Immigration Copilot's petition generation system is built for the post-PA-2025-16 framework — each criterion section is generated with explicit regulatory language, comparative field analysis, and integrated Step 2 totality framing. Start a free trial to see how automated evidence mapping can close the gap between regular and premium processing outcomes.


Summary for Practitioners

  • PA-2025-16 (Aug 19, 2025): Discretion in EB-1A I-140s is eliminated. The only denial pathways are Step 1 (criteria threshold) and Step 2 (totality/acclaim). Officers cannot use a freestanding discretionary override.

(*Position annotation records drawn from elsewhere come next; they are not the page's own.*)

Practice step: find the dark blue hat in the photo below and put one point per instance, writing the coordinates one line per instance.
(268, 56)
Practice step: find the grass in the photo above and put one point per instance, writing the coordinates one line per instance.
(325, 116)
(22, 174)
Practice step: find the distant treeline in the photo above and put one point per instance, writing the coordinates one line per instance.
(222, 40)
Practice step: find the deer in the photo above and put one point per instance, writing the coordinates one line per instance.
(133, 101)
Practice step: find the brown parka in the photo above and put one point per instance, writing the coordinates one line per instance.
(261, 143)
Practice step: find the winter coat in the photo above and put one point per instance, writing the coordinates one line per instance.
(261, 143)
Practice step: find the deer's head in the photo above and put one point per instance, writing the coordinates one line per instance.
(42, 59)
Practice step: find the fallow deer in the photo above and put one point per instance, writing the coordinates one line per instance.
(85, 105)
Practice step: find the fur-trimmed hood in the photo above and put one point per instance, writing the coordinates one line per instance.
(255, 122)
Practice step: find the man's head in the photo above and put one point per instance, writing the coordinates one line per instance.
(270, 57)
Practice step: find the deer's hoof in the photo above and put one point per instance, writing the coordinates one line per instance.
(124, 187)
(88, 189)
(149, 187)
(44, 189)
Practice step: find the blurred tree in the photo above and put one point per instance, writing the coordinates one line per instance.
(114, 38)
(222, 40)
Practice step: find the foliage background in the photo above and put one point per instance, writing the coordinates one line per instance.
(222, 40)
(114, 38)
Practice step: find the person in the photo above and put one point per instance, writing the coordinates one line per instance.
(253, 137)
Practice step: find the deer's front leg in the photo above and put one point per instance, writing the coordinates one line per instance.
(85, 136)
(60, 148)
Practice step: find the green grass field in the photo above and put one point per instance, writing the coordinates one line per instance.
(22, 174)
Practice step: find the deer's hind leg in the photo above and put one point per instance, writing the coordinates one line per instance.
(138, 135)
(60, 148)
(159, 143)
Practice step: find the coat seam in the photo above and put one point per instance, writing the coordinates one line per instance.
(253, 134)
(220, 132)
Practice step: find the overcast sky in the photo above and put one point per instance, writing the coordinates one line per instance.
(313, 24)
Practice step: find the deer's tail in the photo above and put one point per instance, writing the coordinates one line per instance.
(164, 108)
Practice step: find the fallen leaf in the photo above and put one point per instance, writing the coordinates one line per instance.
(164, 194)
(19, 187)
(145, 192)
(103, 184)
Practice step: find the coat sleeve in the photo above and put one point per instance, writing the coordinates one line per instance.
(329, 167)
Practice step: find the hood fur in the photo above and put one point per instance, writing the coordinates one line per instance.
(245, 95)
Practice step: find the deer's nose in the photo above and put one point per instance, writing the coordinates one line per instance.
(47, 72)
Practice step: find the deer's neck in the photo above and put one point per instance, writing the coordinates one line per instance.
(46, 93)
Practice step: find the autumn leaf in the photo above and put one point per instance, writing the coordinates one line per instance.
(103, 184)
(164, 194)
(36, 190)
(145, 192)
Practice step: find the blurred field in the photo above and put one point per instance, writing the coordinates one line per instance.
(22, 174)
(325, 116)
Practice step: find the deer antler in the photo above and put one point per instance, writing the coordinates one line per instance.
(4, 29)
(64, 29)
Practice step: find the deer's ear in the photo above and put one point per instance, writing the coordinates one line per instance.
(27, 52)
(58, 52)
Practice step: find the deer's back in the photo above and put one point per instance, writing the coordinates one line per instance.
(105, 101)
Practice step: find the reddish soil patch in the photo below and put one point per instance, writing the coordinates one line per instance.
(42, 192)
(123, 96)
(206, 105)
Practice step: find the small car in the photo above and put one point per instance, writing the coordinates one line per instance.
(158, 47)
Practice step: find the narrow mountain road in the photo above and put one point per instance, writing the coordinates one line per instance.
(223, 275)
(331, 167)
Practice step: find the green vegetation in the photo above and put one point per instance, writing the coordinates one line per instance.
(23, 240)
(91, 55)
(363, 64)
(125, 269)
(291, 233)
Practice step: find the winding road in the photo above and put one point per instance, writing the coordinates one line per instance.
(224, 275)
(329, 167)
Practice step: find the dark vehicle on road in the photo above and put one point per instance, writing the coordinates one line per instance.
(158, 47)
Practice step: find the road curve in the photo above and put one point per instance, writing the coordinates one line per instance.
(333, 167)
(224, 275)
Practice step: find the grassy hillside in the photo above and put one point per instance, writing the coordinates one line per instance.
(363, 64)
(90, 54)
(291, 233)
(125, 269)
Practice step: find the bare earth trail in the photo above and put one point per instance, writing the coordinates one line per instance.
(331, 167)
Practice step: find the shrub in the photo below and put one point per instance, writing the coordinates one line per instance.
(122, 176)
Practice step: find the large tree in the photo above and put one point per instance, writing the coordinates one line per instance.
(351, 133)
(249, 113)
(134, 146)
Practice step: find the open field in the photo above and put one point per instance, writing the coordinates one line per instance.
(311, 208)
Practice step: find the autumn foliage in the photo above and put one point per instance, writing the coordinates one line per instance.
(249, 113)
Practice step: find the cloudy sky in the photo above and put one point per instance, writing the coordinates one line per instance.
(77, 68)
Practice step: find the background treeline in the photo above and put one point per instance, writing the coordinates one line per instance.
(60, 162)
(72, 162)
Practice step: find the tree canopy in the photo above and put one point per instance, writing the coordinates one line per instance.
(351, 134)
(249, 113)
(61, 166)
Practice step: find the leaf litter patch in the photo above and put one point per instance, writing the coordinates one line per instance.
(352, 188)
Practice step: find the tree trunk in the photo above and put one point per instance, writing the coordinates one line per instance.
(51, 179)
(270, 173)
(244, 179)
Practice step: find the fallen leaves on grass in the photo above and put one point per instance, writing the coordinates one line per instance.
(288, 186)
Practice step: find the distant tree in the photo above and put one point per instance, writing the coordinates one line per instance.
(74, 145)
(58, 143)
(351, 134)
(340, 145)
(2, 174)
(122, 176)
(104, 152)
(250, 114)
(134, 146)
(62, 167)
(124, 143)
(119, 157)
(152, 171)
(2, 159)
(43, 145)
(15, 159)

  • PA-2025-26 (Nov 27, 2025): Follow-on alert further restricting discretion in employment-based categories.
  • Mukherji v. Miller (Jan 28, 2026): Federal court ruled Step 2 framework was created without proper APA rulemaking. Petitioners denied at Step 2 despite meeting criteria have a federal court challenge pathway under 5 U.S.C. § 706.
  • Current approval rates: 43% (regular), 89% (premium), per February 2026 data. The gap is evidence quality, not adjudication standard.
  • 2026 strategy: Build evidence that satisfies each criterion to full regulatory standard. Integrate Step 2 totality argument into criterion sections. Preserve APA challenge grounds. Consider premium processing when evidence is fully prepared at filing.